Inside the Book
For a precious moment, the late-rising winter sun blessed South Florida with a roseate-painted sky. It was bright and unusually cool, in the mid sixties. A cold front had moved down the peninsula and, according to the fishing reports, sailfish were striking ballyhoos and streamers in 120 feet. The turmoil and paranoia of the last few days had, thankfully for a few hours, receded into the nebulous abyss of momentary amnesia.
With a steaming cup of black coffee in hand and a Mozart Salzburg piano concert on the radio, I sat down in the breakfast nook overlooking the Intracoastal Waterway. I put the Shiny Sheet, our island information stalwart, aside for later and unfolded the Palm Beach Post. The Manley murder still dominated the front page. Titillating tattle of the family's life history, from Papa Manley's untimely demise to a picture of Count Sergio Ordenoff at a diplomatic function in full ambassadorial attire, cocktail in hand, was plastered over the paper. No new news and nothing approaching Pulitzer level investigative reporting. If there were no breaking developments, by the weekend, the story should begin a long and inglorious journey through the back pages.
What did catch my eye was an article on the front page of the Local section.
"Man's Body Found in Canal."
Nothing unusual about bodies in canals. The hodgepodge of drainage canals that crisscross South Florida have always been a favorite dumping ground for unwanted corpses. These unfortunates were usually the result of a rushed killing. Amateurs. No professional dumps a body in a canal where they are usually found within days. A professionally-disposed-of corpse is taken by boat offshore and sliced up before being tossed over the side to become chum for the sharks and barracuda. The advantage of this method is that there is no incriminating body – and you can get a little fishing in at the same time.
Fishing aside, what I found interesting about the corpse was his name. William Jennings Baldwin, known in most circles as Billy Balls. Obviously his parents had a sense of humor as well an appreciation of history. A single bullet to the head—or as the paper liked to describe it "execution style"—had dispatched Mr. Balls into the next world.

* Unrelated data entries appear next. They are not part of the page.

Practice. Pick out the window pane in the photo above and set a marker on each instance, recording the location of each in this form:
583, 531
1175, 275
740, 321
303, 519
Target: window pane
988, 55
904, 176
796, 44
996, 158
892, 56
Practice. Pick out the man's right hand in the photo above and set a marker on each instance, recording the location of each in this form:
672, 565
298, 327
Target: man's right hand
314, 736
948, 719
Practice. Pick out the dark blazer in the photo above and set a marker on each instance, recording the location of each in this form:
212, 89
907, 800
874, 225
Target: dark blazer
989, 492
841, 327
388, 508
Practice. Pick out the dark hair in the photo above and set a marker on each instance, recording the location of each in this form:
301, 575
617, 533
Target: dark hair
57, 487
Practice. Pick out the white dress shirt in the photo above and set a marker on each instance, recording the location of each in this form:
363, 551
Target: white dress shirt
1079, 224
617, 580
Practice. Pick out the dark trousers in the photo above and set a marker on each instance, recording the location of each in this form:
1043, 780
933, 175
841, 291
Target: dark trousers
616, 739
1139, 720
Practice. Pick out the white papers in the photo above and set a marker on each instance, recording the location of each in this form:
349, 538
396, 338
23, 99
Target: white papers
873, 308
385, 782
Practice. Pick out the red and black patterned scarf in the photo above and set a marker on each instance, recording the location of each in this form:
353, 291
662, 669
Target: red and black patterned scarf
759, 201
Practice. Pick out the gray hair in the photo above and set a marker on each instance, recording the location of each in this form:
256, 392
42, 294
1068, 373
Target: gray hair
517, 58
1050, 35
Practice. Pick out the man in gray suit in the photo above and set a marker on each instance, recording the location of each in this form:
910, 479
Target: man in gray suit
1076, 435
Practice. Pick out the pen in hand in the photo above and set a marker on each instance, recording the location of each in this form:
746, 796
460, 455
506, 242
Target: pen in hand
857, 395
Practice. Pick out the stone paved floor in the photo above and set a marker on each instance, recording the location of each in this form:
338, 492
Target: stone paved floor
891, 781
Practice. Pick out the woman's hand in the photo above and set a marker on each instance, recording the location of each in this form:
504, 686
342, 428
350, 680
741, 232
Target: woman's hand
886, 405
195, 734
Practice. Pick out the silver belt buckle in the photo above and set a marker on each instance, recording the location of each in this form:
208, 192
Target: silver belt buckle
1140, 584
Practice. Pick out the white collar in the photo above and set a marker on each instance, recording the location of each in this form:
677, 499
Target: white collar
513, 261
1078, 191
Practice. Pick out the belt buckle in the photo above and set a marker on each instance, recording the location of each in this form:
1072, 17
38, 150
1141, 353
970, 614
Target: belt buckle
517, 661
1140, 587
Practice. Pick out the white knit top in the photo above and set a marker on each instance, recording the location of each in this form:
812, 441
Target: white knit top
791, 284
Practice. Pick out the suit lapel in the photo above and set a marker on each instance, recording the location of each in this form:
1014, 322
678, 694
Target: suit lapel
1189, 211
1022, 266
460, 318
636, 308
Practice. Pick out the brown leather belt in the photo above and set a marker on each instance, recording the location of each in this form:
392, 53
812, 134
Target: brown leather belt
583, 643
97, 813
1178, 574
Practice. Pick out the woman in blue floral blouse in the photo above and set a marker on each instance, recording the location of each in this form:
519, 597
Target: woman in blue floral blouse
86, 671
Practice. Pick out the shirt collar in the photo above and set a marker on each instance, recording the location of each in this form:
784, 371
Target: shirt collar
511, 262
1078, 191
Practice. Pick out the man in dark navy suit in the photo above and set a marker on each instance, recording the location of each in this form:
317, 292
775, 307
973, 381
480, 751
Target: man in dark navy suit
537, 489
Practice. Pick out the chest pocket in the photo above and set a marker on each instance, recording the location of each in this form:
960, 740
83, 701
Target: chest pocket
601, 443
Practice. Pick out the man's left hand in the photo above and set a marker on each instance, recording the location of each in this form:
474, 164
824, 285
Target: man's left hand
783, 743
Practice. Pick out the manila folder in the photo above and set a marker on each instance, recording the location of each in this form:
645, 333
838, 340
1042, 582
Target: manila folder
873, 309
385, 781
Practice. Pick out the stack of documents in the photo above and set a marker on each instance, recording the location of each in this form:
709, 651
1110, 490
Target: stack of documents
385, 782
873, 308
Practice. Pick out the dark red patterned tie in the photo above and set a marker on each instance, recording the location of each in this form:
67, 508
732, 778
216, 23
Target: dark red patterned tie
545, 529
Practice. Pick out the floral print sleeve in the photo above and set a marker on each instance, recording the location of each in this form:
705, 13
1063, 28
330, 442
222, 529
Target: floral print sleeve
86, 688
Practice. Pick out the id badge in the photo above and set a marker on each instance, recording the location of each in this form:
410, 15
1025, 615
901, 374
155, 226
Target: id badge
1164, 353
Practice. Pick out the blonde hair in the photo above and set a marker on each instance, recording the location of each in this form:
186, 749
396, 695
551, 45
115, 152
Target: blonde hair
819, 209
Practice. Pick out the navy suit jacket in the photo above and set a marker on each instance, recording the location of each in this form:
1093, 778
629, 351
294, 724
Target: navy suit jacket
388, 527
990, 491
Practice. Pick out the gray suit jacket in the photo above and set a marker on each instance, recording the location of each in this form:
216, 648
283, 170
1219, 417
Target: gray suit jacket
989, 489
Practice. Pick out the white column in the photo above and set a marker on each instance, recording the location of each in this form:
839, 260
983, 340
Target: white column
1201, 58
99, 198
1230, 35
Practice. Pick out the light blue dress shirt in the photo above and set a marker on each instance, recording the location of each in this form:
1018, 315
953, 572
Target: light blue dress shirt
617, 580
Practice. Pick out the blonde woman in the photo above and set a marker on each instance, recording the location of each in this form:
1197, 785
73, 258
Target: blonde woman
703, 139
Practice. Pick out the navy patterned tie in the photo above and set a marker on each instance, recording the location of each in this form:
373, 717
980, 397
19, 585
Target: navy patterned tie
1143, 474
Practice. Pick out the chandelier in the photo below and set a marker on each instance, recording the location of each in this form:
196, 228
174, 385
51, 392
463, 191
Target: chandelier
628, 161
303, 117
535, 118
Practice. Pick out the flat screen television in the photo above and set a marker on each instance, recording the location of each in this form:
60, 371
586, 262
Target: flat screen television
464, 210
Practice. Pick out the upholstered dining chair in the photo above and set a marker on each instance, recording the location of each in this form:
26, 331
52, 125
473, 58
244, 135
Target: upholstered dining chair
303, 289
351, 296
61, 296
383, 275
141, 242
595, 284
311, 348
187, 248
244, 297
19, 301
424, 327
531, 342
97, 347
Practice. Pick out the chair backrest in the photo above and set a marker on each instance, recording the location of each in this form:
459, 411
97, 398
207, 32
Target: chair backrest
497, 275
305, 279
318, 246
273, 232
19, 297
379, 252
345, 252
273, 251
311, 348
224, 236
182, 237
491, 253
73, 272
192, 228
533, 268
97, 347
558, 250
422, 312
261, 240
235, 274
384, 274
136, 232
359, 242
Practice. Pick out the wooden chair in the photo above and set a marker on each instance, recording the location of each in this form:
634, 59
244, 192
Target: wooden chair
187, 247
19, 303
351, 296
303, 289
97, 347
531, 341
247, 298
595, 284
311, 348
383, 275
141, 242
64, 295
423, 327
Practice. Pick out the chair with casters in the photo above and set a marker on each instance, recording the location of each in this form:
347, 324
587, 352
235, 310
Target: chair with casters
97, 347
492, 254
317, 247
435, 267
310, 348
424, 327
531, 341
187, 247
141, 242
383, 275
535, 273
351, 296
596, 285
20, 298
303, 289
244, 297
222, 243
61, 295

I knew Billy Balls. Everyone in Palm Beach County knew Billy Balls, though I think few knew his real name. He was the local bad boy—a small time car thief, a second-story man, and a con artist, as well as a member of the Pariahs Motorcycle Club. Most Palm Beachers would avoid his type like the bubonic plague. Yet Billy had a bit of quaint charm well hidden under a rough patina. Like most con men, he was entertaining. It wasn't unusual to find Billy at a local party, dressed in his Pariah motorcycle gang colors. Some people thought he added a certain gutter flair to their social affairs. While Billy spiced up the staid island gatherings, he rarely left without some purloined token.
Can't say Billy's untimely demise was unexpected. But the murder of two people I knew in three days was unusual even for me. I half-expected Angela Lansbury to walk out of a scene of Murder She Wrote and into the room. And the timing was terrible. Too many murders and publicity will scare the tourists away. Can't have Palm Beach turning into a Miami after the disastrous Mariel boatlift from Cuba.
I felt bad about Billy. No, I'm hardly a bleeding heart looking to excuse every criminal for their crime, crying that they were the actual victims of an inhumane society. But the cards in the game of life had been stacked against Billy. I, on the other hand, recognized that if not actually blessed, I was at least downright lucky. Aside from being cash poor most of the time, which I readily admit is my own fault, for the most part, my life has been a string of great and good fortune.
By nine thirty I began to think my good luck was abruptly ending with a flurry of telephone calls. The first two were from attorneys. Like a police knock on the front door or a telegram from the military, an attorney's call can only be bad news.